Rassismus und Blackfacing im Theater
von Julius Heinicke
Erschienen in: Recherchen 148: Sorge um das Offene – Verhandlungen von Vielfalt im und mit Theater (05/2019)
Die Frage, wie nun eigentlich Geflüchtete auf der Bühne dargestellt werden sollen, nährt eine seit Monaten lodernde Debatte um Blackfacing, entflammt durch die provokative Aufführung von Brett Baileys Exhibit B während des Festivals „Foreign Affairs“ der Berliner Festspiele,3 aber auch durch andere Inszenierungen deutschsprachiger Regisseure wie Thalheimers Unschuld am Deutschen Theater in Berlin,4 deren Akteure sich für ihr Blackfacing naiv-unschuldig gaben,5 und Sebastian Baumgartens Die heilige Johanna der Schlachthöfe,6 in welcher das Ganzkörper-Blackfacing einer weißen Schauspielerin auf dem Plakat des Theatertreffens 2013 ganz offensichtlich mittels Provokation Öl ins Feuer gießen sollte.
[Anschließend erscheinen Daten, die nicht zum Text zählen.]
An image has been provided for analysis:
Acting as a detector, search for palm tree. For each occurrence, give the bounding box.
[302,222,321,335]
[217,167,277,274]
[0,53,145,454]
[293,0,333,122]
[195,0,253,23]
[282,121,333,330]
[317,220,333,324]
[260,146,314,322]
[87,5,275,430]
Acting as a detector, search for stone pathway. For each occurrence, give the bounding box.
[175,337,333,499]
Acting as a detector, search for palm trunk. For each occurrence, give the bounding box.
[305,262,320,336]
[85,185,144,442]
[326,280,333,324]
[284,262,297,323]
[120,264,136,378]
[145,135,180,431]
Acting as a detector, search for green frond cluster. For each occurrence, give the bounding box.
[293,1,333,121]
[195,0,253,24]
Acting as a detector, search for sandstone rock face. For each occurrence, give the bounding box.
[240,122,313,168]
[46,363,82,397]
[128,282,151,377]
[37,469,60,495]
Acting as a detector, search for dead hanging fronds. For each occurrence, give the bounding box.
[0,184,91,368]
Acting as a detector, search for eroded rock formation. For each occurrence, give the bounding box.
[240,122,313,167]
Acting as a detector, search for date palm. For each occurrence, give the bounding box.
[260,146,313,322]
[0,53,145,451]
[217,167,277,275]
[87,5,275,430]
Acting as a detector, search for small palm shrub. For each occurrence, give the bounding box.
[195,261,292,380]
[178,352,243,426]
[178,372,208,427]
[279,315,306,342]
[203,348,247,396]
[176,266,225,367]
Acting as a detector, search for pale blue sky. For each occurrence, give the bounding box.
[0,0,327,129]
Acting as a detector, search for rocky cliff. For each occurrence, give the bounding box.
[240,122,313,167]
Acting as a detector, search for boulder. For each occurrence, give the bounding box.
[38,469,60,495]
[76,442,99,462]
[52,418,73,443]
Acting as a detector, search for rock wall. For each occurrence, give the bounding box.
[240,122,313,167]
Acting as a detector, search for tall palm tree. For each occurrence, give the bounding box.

Joy Kristin Kalu stellt in dieser Art von Inszenierungen ein rassistisches Gebaren fest, da weiße Regisseure das sensible Zeichenrepertoire dunkler Hautfarbe nutzen:
Resignifizierung und Dekonstruktion verletzender Zeichen sind vielmehr immer auch als politische Praxis zu verstehen, bei der die Möglichkeit der Umdeutung zuallererst bei ebenjenen liegt, die der Gewalt des Zeichengebrauchs ausgesetzt sind. Diese fehlten auf der Bühne und im künstlerischen Team von Baumgarten und hätten ansonsten vermutlich dessen rassistische Darstellungspraxis verhindert.7
Die Frage, wer „verletzende Zeichen“ inszenieren darf und wer nicht, wird kontrovers diskutiert. In der Londoner Barbican Gallery wurde Brett Baileys Projekt wegen heftiger Proteste vorzeitig von den Veranstaltern abgesetzt. Der...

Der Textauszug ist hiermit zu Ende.